Unique AI-based super-fast search in chemical space
Scientists: Miroslav Lžičař, Hamza Gamouh, Martin Culka, Jan Skácel, Jan Macek
The ability to rapidly search and analyze large databases of molecules for similar compounds have revolutionized drug discovery and chemical informatics. Searching large databases using traditional means is, however, extremely slow, and therefore intractable. To address those shortcomings, we developed a new fast and scalable tool: CHEESE (Chemical Embeddings Search Engine) for searching very large chemical spaces.
The AI-based tool learns molecule representations and has the potential to be trainable and flexible to many molecule similarity aspects (2D, 3D, ...). Furthermore, the learned molecule representations can be leveraged for multiple downstream tasks such as molecular property prediction.

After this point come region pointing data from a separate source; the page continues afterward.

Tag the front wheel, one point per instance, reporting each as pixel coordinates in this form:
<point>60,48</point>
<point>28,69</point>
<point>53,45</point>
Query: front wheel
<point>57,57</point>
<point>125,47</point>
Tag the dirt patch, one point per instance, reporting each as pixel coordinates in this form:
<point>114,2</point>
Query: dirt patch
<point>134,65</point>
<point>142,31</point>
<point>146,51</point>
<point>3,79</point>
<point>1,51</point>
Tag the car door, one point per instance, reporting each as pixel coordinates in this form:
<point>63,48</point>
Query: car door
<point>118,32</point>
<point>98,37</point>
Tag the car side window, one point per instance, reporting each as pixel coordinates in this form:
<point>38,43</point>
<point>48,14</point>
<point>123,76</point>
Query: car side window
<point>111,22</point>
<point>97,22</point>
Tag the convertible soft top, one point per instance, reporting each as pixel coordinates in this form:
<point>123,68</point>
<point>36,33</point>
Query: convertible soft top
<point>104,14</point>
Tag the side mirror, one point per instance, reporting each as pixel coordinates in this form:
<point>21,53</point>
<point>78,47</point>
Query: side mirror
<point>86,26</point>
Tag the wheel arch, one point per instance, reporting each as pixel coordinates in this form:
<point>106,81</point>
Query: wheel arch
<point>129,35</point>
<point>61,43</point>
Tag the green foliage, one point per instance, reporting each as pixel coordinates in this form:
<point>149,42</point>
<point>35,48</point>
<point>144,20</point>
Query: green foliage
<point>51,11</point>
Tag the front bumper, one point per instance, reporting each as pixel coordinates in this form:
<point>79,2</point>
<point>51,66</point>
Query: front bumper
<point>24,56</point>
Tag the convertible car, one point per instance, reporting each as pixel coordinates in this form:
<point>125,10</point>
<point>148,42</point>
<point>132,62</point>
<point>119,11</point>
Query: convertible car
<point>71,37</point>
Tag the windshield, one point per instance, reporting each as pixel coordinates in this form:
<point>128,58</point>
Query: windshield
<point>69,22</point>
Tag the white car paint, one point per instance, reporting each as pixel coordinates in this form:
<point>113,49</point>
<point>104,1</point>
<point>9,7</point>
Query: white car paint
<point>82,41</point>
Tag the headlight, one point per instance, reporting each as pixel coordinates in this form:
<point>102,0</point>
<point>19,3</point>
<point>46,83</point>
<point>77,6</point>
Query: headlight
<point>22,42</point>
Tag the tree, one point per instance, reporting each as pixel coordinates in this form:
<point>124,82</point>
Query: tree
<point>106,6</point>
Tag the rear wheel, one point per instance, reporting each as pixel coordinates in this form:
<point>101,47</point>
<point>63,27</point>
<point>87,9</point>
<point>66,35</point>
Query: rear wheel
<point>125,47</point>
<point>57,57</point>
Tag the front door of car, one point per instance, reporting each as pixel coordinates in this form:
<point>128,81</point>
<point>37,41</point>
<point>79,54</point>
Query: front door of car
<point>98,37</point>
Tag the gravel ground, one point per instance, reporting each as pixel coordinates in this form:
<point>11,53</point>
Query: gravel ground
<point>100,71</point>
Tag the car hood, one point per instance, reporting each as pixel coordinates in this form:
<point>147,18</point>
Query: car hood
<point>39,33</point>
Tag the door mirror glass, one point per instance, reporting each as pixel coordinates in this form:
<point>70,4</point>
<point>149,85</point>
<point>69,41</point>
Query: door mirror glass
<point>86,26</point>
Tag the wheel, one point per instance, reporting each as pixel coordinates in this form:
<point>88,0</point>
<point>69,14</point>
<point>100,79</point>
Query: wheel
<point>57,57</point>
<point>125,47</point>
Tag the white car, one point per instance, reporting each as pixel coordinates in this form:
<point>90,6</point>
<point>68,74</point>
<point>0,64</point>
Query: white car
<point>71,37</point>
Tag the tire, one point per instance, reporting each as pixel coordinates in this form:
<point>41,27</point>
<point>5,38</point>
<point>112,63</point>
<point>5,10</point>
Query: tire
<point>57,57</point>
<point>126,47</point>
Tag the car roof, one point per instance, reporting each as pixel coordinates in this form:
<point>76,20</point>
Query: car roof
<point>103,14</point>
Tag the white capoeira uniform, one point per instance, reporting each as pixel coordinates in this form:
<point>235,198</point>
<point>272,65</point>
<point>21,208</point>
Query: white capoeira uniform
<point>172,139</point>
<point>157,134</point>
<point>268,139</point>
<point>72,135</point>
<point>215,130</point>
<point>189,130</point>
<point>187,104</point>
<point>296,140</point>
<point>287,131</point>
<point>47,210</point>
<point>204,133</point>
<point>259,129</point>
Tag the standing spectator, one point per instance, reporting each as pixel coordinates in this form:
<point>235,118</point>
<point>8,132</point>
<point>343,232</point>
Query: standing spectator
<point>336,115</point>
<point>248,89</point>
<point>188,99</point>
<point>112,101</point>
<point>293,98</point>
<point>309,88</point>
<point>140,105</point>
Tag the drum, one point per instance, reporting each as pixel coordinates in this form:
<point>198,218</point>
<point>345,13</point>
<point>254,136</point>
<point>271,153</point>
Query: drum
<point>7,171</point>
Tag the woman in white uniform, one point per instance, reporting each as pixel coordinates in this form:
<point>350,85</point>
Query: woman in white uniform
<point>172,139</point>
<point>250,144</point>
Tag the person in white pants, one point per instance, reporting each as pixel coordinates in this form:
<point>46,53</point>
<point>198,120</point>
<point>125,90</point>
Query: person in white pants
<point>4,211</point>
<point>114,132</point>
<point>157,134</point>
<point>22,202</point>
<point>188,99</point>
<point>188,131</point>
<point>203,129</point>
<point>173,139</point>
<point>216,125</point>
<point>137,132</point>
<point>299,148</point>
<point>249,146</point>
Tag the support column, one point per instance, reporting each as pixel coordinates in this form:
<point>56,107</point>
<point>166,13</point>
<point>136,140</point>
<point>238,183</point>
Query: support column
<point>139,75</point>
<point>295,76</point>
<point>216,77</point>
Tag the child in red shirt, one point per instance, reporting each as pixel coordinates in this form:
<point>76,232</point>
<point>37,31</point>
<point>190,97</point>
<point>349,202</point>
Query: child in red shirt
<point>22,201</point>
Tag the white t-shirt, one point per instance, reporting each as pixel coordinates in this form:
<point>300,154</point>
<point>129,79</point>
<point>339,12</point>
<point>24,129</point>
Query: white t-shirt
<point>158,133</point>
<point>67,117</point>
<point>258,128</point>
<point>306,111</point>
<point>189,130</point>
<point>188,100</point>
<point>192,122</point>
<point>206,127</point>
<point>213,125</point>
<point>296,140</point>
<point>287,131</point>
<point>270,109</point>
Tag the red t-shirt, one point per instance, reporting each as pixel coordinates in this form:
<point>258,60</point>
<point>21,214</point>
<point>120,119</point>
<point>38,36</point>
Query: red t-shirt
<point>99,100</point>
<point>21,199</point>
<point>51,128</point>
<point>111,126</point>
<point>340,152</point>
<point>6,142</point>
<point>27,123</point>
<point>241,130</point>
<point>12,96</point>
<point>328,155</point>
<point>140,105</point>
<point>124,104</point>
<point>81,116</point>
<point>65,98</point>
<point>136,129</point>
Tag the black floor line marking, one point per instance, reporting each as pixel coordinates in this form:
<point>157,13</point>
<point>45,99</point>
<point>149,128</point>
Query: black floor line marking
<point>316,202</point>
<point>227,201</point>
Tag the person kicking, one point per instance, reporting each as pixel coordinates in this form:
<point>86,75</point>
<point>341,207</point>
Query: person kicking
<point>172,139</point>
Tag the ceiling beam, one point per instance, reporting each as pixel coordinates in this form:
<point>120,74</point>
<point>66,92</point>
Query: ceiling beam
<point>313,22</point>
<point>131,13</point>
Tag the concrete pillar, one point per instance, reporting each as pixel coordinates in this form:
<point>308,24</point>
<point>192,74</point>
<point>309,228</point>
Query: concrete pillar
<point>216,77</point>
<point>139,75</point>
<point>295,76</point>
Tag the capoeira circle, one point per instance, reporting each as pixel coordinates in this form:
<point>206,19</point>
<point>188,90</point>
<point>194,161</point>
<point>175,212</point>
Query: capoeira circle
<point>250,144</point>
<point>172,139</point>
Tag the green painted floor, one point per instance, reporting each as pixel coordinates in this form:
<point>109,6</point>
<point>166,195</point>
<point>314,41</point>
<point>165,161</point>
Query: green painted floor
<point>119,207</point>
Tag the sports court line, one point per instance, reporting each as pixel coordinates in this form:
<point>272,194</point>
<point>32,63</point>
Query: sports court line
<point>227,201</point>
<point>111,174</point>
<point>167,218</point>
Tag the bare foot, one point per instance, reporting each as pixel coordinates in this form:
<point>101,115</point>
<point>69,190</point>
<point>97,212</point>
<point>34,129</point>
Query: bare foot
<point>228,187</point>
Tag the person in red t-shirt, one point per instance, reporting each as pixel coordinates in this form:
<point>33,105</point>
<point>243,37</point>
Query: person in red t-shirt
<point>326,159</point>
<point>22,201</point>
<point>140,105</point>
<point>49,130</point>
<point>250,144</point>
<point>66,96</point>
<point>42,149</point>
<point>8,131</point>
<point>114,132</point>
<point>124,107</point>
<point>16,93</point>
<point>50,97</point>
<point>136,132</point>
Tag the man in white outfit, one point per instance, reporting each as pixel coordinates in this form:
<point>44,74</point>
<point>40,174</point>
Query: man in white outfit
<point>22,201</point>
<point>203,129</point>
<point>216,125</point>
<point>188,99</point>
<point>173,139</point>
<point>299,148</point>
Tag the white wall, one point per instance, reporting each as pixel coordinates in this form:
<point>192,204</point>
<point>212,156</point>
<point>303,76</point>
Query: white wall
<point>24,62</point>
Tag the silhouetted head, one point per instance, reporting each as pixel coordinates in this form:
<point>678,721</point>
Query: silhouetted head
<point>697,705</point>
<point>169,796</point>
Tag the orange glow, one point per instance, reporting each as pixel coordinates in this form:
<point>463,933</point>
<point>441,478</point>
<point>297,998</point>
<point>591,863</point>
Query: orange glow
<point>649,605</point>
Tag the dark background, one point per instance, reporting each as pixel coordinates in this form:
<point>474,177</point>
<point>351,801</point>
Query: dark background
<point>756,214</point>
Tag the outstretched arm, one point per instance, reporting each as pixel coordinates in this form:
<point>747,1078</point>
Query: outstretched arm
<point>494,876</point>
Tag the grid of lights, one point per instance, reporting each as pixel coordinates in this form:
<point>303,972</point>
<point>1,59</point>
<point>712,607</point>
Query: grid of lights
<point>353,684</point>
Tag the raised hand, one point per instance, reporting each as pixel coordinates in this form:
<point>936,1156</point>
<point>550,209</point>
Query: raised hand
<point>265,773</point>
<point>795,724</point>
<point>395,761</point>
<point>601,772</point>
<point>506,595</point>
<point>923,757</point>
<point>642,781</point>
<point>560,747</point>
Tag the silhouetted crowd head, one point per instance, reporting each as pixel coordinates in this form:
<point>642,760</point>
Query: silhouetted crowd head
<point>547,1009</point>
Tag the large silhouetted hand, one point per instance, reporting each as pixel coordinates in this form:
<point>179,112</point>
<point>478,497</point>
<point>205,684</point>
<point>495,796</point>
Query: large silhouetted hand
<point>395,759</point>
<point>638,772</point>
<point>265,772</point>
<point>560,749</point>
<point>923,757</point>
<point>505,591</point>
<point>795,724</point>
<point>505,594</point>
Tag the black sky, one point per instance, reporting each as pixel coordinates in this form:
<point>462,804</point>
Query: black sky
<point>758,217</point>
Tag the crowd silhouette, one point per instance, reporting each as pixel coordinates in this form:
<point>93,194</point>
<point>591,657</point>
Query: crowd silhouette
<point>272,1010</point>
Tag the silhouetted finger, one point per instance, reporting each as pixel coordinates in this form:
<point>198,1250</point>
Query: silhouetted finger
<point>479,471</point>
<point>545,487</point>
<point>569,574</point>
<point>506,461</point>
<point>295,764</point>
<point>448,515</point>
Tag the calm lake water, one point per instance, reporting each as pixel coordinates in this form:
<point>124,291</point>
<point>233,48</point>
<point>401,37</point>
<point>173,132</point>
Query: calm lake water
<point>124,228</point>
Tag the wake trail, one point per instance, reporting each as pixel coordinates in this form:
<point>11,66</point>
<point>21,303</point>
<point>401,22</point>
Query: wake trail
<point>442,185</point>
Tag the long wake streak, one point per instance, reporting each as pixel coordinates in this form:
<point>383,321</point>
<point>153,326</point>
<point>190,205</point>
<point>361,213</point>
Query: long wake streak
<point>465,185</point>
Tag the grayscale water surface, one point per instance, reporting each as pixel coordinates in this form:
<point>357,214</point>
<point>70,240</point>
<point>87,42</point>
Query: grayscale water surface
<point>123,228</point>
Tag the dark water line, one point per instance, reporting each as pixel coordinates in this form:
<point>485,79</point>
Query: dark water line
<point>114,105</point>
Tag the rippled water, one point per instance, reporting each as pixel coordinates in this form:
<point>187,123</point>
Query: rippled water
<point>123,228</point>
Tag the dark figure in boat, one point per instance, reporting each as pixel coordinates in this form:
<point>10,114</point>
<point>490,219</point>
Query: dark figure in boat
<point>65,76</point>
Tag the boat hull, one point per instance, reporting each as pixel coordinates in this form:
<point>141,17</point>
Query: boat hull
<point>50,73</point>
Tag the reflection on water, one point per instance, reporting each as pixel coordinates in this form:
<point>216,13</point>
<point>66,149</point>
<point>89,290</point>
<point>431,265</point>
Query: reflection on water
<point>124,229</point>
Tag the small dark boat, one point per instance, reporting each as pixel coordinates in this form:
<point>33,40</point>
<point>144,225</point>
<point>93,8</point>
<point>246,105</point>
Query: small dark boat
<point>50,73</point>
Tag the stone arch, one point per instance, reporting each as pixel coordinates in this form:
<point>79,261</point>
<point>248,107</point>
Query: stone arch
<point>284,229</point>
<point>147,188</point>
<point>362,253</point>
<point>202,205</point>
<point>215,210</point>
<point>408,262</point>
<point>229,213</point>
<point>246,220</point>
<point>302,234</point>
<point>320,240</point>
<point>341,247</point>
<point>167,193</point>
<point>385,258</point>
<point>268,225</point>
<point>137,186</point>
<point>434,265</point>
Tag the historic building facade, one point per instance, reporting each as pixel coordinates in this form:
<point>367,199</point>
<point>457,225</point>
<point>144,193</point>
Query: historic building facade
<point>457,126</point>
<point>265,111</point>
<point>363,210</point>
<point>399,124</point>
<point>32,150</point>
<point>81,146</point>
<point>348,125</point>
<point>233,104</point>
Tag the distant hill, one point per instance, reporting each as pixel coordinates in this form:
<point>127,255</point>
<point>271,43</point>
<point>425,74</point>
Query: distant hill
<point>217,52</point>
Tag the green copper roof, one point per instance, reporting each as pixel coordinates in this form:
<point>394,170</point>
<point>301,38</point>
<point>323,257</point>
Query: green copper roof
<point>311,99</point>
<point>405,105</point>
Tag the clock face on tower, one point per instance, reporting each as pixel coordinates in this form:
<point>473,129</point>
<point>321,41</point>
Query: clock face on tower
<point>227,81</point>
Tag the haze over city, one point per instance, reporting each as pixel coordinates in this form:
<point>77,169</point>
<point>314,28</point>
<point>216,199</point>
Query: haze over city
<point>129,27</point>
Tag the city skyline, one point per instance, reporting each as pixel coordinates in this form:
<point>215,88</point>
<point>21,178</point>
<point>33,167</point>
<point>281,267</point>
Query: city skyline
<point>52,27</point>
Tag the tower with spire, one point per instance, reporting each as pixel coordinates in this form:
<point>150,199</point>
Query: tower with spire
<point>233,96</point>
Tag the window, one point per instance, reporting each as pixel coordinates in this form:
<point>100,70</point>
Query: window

To construct our tool, we used the ZINC15 database (700 million molecules). We trained an AI model to learn three similarity metrics: Morgan 2D Fingerprint similarity, 3D Shape similarity and Electrostatic similarity. The 3D shape similarity metric between two molecules is based on the 3D surface overlap of the best aligned pair of randomly generated conformers. The Electrostatic similarity is based on the best overlap of the electrostatic potential (ESP) between aligned pairs of conformers. The above metrics should preserve the protein-ligand binding properties of query molecules. Searching the whole ZINC15 database using the exact shape and electrostatic similarity metrics is intractable. Our method presents a huge advantage since it enables to search the database using different similarity metrics in few seconds. Moreover, the learned representations can be visualized together and allow for intuitive neighborhood exploration of the query.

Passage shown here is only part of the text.